Juin est le grand moment de la fenaison; mais, pour ce qui est de nous, jardiniers citadins, n'allez pas croire, je vous prie, qu'un beau matin nous allons taper notre faux pour nous mettre, la chemise ouverte sur la poitrine, à faucher avec de grands gestes l'herbe scintillante de rosée, en chantant des refrains populaires. La réalité est quelque peu différente. D'abord, nous autres, jardiniers, nous voulons avoir une pelouse anglaise, verte comme un billard et touffue comme un tapis, une pelouse parfaite, un gazon sans tache, semblable à du velours, une prairie comme une table. Au printemps nous nous apercevons que notre pelouse anglaise se compose de plaques dénudées, de trèfle, de pissenlits, de terre, de mousse et de quelques touffes d'herbe dures et jaunies. Il faut d'abord sarcler tout cela; nous nous asseyons donc sur nos jambes et nous arrachons de la pelouse toutes sortes de mauvaises herbes, laissant derrière nous un sol nu et ravagé, comme si une bande de maçons ou un troupeau de zèbres y avait dansé. Puis il faut arroser tout cela et le laisser se crevasser au soleil. Enfin nous décidons qu'il faut tout de même faucher cette pelouse.
L’époque de la fenaison, comme chacun sait, est aussi celle des orages. Pendant quelques jours cela se prépare dans le ciel et sur la terre :
le soleil est ardent, et, en quelque sorte, antipathique; la terre se crevasse et les chiens sentent mauvais; le cultivateur regarde le ciel avec inquiétude et dit qu'il faudrait de la pluie. Puis apparaissent des nuages sinistres, comme on dit, et un vent sauvage se lève, qui entraîne avec lui la poussière, les chapeaux et des feuilles arrachées aux arbres; le jardinier se précipite alors dans son jardin, tout échevelé, non pas pour défier les éléments comme un poète romantique, mais pour attacher tout ce qui plie sous le souffle du vent, emporter ses instruments de jardinage et ses chaises, bref pour parer aux catastrophes. Tandis qu'il essaye vainement d'attacher des tiges de « pied d'alouette », les premières gouttes, grosses et chaudes, commencent à tomber; une minute étouffante passe, et boum! au son du tonnerre, une lourde averse s'abat. Le jardinier court s'abriter sur son seuil et regarde, le cœur gros, son jardin s'agiter sous les coups de la pluie et de la tempête; au plus fort de la tourmente il bondit, comme quelqu'un qui tente de sauver un enfant qui se noie, pour attacher un lis brisé par le vent.

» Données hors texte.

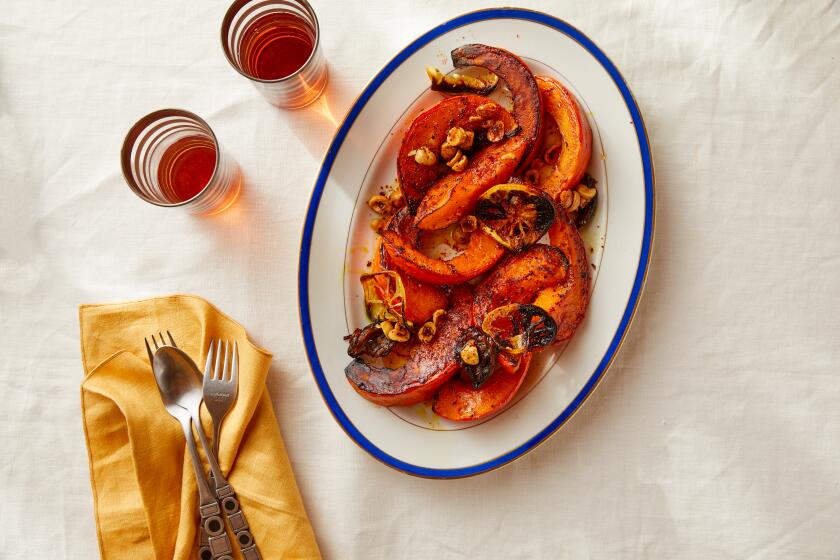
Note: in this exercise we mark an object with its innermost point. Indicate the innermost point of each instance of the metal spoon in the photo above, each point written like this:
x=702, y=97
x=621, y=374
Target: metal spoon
x=184, y=386
x=176, y=388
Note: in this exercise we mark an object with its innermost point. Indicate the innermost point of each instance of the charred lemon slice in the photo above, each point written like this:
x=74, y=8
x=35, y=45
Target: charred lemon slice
x=384, y=296
x=518, y=327
x=514, y=215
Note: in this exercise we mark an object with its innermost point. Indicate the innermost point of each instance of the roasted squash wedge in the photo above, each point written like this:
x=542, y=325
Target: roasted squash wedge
x=400, y=241
x=458, y=400
x=429, y=365
x=576, y=148
x=566, y=302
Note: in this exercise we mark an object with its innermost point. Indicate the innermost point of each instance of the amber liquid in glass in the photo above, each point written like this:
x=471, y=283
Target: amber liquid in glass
x=276, y=46
x=186, y=167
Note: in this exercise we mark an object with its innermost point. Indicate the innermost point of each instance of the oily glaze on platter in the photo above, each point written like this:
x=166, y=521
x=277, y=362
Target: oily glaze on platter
x=362, y=158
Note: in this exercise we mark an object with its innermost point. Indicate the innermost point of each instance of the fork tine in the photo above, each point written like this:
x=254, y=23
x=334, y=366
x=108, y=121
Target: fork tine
x=234, y=367
x=208, y=365
x=216, y=372
x=149, y=351
x=226, y=368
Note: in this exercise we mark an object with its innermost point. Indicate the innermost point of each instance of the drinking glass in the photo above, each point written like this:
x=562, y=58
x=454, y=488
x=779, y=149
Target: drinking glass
x=276, y=45
x=172, y=158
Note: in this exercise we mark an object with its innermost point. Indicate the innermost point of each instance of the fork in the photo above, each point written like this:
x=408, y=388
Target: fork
x=220, y=389
x=214, y=542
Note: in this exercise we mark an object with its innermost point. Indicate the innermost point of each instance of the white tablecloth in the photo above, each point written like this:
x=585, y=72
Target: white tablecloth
x=715, y=435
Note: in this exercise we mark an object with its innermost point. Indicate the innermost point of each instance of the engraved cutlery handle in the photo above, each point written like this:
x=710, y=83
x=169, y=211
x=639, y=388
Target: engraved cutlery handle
x=217, y=539
x=238, y=523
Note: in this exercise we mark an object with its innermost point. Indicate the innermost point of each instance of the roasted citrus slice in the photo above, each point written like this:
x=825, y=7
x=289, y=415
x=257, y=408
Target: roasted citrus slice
x=519, y=327
x=384, y=296
x=515, y=215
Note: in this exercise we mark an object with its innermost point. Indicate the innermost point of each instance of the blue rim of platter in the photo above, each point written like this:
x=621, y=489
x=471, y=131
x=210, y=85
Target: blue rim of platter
x=326, y=166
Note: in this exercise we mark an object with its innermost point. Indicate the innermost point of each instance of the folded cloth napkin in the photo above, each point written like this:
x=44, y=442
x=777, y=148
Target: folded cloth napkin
x=144, y=491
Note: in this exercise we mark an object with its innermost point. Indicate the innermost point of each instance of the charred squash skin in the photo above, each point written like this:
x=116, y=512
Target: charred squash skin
x=429, y=130
x=560, y=105
x=567, y=302
x=429, y=366
x=400, y=237
x=527, y=108
x=459, y=401
x=421, y=299
x=453, y=196
x=520, y=277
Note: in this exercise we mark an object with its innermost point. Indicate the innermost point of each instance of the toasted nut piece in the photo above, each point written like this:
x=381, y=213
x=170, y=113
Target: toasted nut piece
x=487, y=110
x=460, y=138
x=469, y=354
x=552, y=154
x=424, y=156
x=469, y=224
x=496, y=131
x=458, y=162
x=380, y=204
x=378, y=224
x=570, y=200
x=448, y=151
x=508, y=156
x=427, y=332
x=398, y=333
x=459, y=239
x=434, y=74
x=532, y=176
x=397, y=198
x=473, y=83
x=453, y=79
x=586, y=193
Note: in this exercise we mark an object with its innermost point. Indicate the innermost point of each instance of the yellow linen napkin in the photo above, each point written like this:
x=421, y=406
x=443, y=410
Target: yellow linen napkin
x=144, y=491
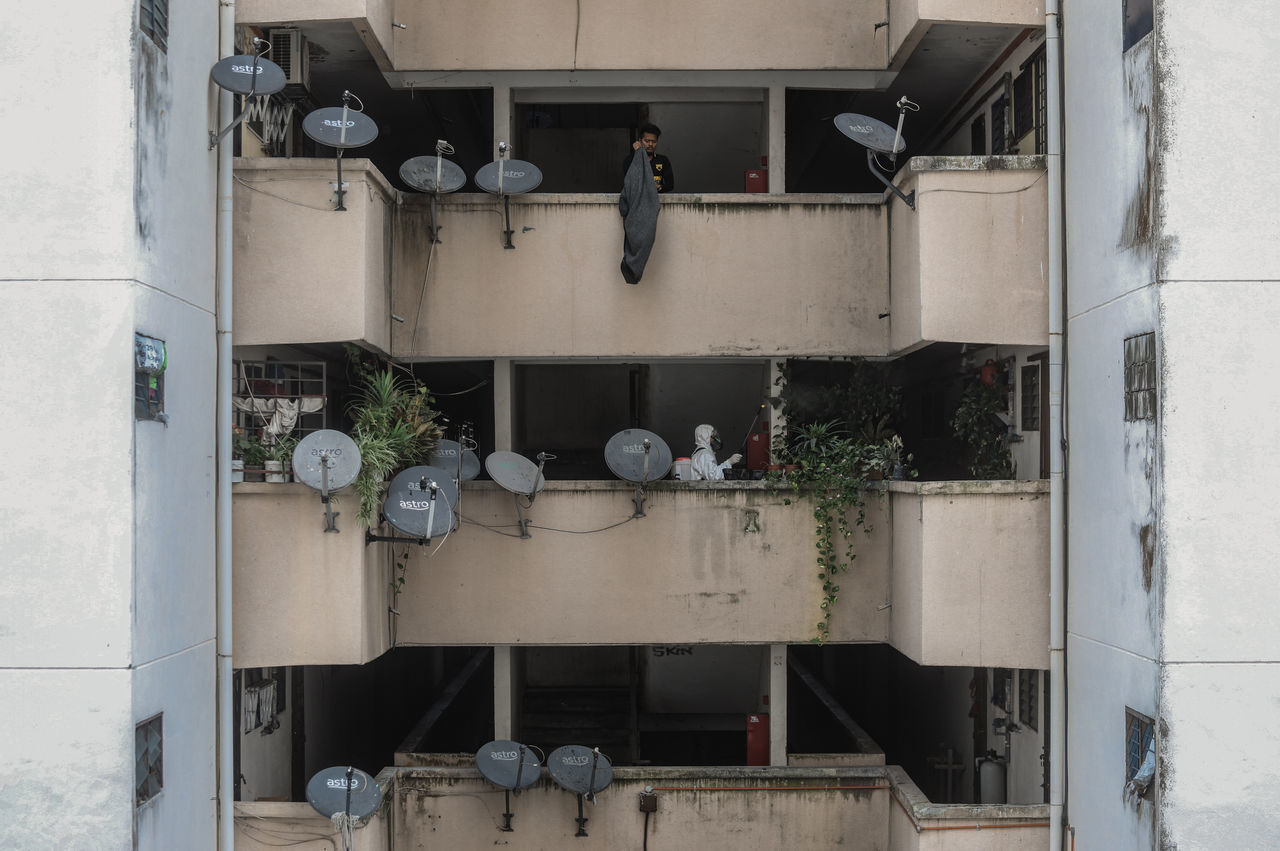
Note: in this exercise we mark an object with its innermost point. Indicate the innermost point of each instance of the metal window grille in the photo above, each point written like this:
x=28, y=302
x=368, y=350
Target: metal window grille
x=277, y=380
x=1139, y=376
x=1139, y=731
x=1031, y=397
x=149, y=759
x=154, y=21
x=1028, y=699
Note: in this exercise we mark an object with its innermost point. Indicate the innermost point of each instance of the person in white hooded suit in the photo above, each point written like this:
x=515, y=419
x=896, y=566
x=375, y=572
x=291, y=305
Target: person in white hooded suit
x=703, y=463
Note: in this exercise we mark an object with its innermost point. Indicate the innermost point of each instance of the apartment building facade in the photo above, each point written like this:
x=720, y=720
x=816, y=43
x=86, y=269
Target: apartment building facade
x=673, y=627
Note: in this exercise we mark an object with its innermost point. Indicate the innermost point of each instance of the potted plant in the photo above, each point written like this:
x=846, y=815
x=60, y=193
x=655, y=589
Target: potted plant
x=248, y=449
x=279, y=458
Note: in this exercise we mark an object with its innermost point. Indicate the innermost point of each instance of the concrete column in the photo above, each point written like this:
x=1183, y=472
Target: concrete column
x=776, y=109
x=503, y=694
x=778, y=704
x=502, y=403
x=501, y=117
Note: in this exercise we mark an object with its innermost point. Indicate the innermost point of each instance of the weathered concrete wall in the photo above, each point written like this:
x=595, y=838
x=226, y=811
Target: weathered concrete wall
x=304, y=595
x=609, y=33
x=728, y=275
x=969, y=562
x=969, y=264
x=304, y=271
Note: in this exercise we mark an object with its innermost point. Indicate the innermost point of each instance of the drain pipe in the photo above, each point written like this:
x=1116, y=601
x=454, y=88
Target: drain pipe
x=223, y=494
x=1056, y=431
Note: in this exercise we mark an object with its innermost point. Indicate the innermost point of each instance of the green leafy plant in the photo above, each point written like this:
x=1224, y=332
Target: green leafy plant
x=393, y=425
x=977, y=425
x=831, y=471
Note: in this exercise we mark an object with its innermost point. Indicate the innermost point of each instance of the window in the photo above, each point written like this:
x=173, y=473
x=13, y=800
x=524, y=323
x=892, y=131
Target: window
x=1028, y=699
x=1031, y=397
x=1139, y=746
x=978, y=136
x=1000, y=126
x=150, y=361
x=154, y=21
x=1138, y=21
x=1139, y=378
x=149, y=759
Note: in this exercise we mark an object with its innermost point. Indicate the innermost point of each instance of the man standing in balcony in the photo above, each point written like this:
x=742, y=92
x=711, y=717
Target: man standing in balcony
x=663, y=177
x=703, y=463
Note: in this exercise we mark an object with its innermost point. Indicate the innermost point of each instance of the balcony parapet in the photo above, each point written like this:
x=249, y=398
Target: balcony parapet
x=970, y=262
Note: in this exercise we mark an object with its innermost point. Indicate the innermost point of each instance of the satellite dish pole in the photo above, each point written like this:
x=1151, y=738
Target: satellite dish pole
x=878, y=137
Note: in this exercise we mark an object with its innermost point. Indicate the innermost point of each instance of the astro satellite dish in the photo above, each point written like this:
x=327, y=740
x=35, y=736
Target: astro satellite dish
x=464, y=465
x=878, y=137
x=519, y=475
x=248, y=76
x=511, y=767
x=341, y=127
x=420, y=502
x=344, y=790
x=506, y=178
x=583, y=771
x=640, y=457
x=435, y=175
x=327, y=461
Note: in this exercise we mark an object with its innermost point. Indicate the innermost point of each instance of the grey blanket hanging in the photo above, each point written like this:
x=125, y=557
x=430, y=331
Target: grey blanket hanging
x=639, y=206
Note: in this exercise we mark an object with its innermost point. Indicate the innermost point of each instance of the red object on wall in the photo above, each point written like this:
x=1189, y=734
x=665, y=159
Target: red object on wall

Mon Dieu, que d'eau! Les grêlons viennent faire leur partie dans ce vacarme, ils rebondissent sur le sol et sont balayés par des ruisseaux d'eau sale. Dans le cœur du jardinier se livre une lutte entre sa sollicitude pour ses fleurs et cette espèce d'enthousiasme que provoquent en nous les phénomènes de la nature. Puis le vacarme diminue, l'averse se change en une pluie froide, qui elle-même se raréfie peu à peu pour finir par cesser. Le jardinier court dans son jardin rafraîchi, jette un regard navré sur sa pelouse recouverte de sable, sur ses glaïeuls cassés et ses plates-bandes ravinées, et, tandis que le premier merle se met à chanter, il crie par-dessus la palissade à son voisin: « Eh, voisin, il faudrait bien encore un peu de pluie; pour les arbres, ce n'est pas suffisant. »
Le lendemain, les journaux parlent d'une tempête catastrophique qui a causé de terribles dégâts, en particulier aux moissons; mais ils ne disent pas qu'elle a causé de grands dégâts aux lis ou qu'elle a ravagé les « Papaver Orientale ». Nous autres jardiniers sommes toujours tenus à l'écart.